Saturday's premiere marked Ruffalo's eighth film at Sundance.
"I have a history at this place," he explained. "This will be my eighth movie here and the first time I came here was in 1990," he said.
"I didn't have a movie here and I lived in a ski dorm with a bunch of skiers for $30 a night, dreaming about the day that I'd get to go to Sundance with a movie," he laughed, "and here I am eight movies later ... It's cool."
"The Better Angels"
Diane Kruger made her first trip to the largest U.S. indie film festival for the premiere of ``The Better Angels,'' about a young Abraham Lincoln.
"This is my first time in Sundance. So it seems very crowded and fun," Kruger said Saturday. "It's a really neat resort and the movies are a little bit more independent I guess than the Cannes Film Festival's are. So I'm really excited to be here."
Kruger plays Sarah Lincoln, young Lincoln's stepmother in rural Indiana in 1817. Kruger says she learned a new side of the president.
"What I loved about the script was that yes, it's about Abe Lincoln but it could be about any child who was different, who was curious and who met an adult -- in this case Sarah Lincoln who I play -- who encouraged him to go to school, who encouraged his talent," she said. "And I loved the message that no matter where you're from or how poor you are, you can be a great man. You can change the world."

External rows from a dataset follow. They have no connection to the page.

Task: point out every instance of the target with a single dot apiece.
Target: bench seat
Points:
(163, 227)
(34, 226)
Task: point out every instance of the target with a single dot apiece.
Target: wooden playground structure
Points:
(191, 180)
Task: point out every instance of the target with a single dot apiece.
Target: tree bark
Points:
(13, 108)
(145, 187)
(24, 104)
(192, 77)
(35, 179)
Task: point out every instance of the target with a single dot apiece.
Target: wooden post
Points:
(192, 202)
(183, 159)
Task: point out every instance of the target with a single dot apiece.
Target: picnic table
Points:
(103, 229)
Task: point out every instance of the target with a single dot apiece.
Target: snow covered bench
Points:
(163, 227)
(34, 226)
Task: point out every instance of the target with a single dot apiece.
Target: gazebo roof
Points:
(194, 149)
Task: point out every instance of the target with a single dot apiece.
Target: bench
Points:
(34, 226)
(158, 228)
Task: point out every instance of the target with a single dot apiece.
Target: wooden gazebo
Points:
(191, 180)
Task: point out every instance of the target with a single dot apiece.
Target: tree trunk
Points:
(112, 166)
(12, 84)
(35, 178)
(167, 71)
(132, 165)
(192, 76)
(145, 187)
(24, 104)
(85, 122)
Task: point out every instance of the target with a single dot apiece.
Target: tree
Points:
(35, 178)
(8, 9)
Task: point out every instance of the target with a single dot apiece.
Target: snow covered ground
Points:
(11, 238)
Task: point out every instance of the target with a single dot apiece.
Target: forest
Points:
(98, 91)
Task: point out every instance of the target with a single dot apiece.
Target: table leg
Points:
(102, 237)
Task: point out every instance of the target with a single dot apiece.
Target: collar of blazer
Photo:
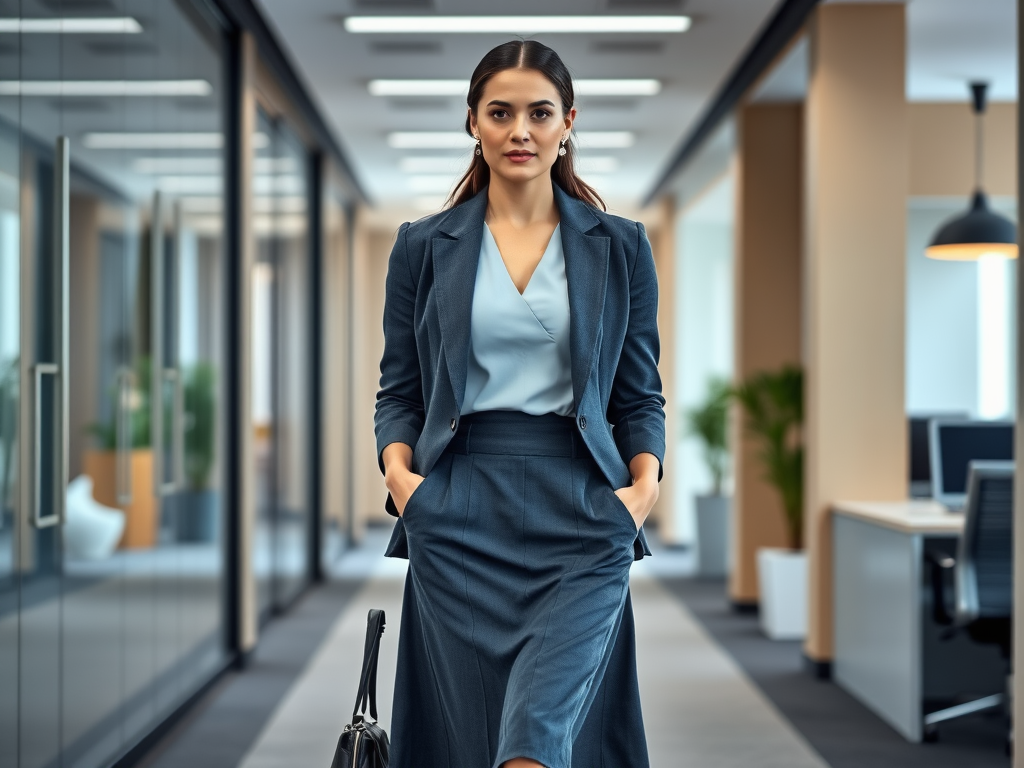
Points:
(457, 255)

The black-and-white film is produced by Terrence Malick and written and directed by frequent Malick collaborator A.J. Edwards.
Even celebrities with no movies to promote can find reasons to come to Sundance.
Actor Gilles Marini and reality star Kendra Wilkinson lent their fame to Catdance, the one-night celebration of cat videos held during the Sundance Film Festival.
Marini hosted the brief program Saturday, presenting golden litter scoops to the five amateur filmmakers whose kitty flicks were shown. Cat-video fans can watch the short films online and vote for their favorites. The winning filmmaker will receive $50,000.
A very pregnant Wilkinson donned cat-shaped 3-D glasses to watch the five films, then posed for photos with other pregnant women in attendance.
The event raised funds for the American Society for the Prevention of Cruelty to Animals. Animal lovers can also support the ASPCA by buying Catdance T-shirts online.
Mania on Main Street
One of the perks of Sundance is spotting celebs who stroll among the thick crowds populating Main St. Most celebrities get polite autograph seekers, and are able to walk the strip without being hounded. But when you're Harry Styles of One Direction, just about every step is accompanied by the shrieks of teenage girls. Rushing to jump into a van on Saturday, Styles was followed by a thick crew of young girls, some running across the street to get a glimpse of the British pop singer. The screaming fans pounded on Styles' ride, holding up the singer's exit -- and oncoming traffic.
Star chefs cooking
It's not just movie stars at Sundance. Besides the random assortment of music, TV and reality sensations, culinary stars are also in the spotlight.
Competitors from the hit Bravo series "Top Chef" are showcasing their best work at ChefDance, a series of dinners for Sundance attendees, including stars like Kristen Stewart, Elijah Wood and Catherine Keener. On Saturday, chefs Angelo Sosa and Kevin Spraga created a four-course delight that included tomato soup with curry cream and steak with spiced eggplant. "True Blood" star Joe Manganiello, who has a documentary on male strippers at the coinciding film festival Slamdance, was among those chowing down during the lively dinner.
"Wish I Was Here"
Donald Faison is a proud papa. When asked how his son Rocco with wife CaCee Cobb is doing while Faison is promoting Zach Braff's movie "Wish I Was Here," he was happy to pull out his cell phone to show a photo.
"He's awesome," gushed the 39-year-old actor. Faison already has four other children from previous relationships.